🤖 AI Summary
This paper addresses the lack of robustness evaluation for Foundation Models for Time Series (FMTS) under input perturbations. We propose the first interpretable, multi-dimensional rating framework integrating causal inference. Methodologically, we design causal sensitivity analysis and perturbation robustness quantification metrics to systematically compare multimodal versus unimodal, and task-specific versus general pre-trained FMTS; practical utility is validated via user studies and interactive visualizations. Key contributions include: (1) the first application of causal inference to FMTS robustness assessment; (2) a standardized, actionable, and interpretable rating system; (3) empirical evidence that multimodal and task-specific FMTS exhibit superior robustness and accuracy; and (4) substantial reduction in cross-model comparison effort, thereby enhancing trustworthiness in high-stakes domains such as finance.
📝 Abstract
Foundation Models (FMs) have improved time series forecasting in various sectors, such as finance, but their vulnerability to input disturbances can hinder their adoption by stakeholders, such as investors and analysts. To address this, we propose a causally grounded rating framework to study the robustness of Foundational Models for Time Series (FMTS) with respect to input perturbations. We evaluate our approach to the stock price prediction problem, a well-studied problem with easily accessible public data, evaluating six state-of-the-art (some multi-modal) FMTS across six prominent stocks spanning three industries.

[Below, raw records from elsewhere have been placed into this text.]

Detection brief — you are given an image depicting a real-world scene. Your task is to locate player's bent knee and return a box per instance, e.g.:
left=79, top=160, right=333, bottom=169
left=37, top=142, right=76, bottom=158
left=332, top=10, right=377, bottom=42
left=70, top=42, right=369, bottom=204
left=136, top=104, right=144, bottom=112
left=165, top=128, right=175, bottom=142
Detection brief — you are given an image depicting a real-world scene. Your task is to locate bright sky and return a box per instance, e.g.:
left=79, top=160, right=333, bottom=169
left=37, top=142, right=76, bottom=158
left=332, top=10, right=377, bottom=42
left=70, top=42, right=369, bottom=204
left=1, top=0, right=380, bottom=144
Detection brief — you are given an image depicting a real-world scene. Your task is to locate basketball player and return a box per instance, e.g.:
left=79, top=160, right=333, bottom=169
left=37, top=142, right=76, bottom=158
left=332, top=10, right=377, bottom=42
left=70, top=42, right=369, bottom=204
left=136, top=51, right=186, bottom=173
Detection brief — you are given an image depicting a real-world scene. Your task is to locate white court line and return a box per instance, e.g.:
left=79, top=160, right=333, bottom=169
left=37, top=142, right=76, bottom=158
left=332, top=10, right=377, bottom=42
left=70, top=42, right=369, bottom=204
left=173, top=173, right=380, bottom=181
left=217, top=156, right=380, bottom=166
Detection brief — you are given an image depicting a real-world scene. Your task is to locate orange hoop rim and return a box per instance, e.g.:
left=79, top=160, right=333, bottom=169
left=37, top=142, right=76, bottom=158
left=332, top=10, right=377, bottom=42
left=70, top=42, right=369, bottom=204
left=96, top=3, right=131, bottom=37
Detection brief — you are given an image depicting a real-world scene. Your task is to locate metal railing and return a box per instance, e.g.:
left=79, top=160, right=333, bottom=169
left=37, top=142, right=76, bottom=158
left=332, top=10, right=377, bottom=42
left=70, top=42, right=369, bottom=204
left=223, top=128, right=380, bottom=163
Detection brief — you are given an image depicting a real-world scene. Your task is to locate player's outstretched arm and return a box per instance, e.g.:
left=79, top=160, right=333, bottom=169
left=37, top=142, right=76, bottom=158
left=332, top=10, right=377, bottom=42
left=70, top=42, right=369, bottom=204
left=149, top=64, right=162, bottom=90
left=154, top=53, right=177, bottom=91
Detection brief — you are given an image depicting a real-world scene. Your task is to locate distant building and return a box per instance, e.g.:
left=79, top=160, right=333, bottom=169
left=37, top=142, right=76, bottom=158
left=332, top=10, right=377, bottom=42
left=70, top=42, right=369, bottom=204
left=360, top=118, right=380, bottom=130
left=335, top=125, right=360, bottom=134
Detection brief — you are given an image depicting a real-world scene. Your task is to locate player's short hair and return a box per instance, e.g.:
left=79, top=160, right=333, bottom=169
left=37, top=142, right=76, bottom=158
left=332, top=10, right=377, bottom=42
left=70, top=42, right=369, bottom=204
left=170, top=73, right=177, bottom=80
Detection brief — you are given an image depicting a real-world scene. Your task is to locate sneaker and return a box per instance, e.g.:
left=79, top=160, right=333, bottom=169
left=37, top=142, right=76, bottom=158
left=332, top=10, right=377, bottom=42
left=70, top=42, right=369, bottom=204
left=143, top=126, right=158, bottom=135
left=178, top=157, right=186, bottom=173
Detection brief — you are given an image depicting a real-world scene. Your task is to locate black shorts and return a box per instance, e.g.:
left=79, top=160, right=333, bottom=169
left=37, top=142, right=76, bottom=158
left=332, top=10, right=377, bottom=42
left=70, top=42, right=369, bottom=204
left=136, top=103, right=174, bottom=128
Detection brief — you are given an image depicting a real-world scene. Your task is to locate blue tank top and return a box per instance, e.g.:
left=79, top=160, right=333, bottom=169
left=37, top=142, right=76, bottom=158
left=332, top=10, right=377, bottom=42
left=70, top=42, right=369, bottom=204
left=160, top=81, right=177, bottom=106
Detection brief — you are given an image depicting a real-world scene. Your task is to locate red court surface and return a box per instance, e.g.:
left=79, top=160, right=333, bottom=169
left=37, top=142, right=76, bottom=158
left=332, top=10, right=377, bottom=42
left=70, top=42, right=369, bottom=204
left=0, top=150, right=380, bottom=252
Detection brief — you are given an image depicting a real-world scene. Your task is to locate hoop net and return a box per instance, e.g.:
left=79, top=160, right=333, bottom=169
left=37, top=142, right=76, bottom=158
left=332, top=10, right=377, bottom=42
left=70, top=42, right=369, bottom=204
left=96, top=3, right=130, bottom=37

The ratings proposed by our framework effectively assess the robustness of FMTS and also offer actionable insights for model selection and deployment. Within the scope of our study, we find that (1) multi-modal FMTS exhibit better robustness and accuracy compared to their uni-modal versions and, (2) FMTS pre-trained on time series forecasting task exhibit better robustness and forecasting accuracy compared to general-purpose FMTS pre-trained across diverse settings. Further, to validate our framework's usability, we conduct a user study showcasing FMTS prediction errors along with our computed ratings. The study confirmed that our ratings reduced the difficulty for users in comparing the robustness of different systems.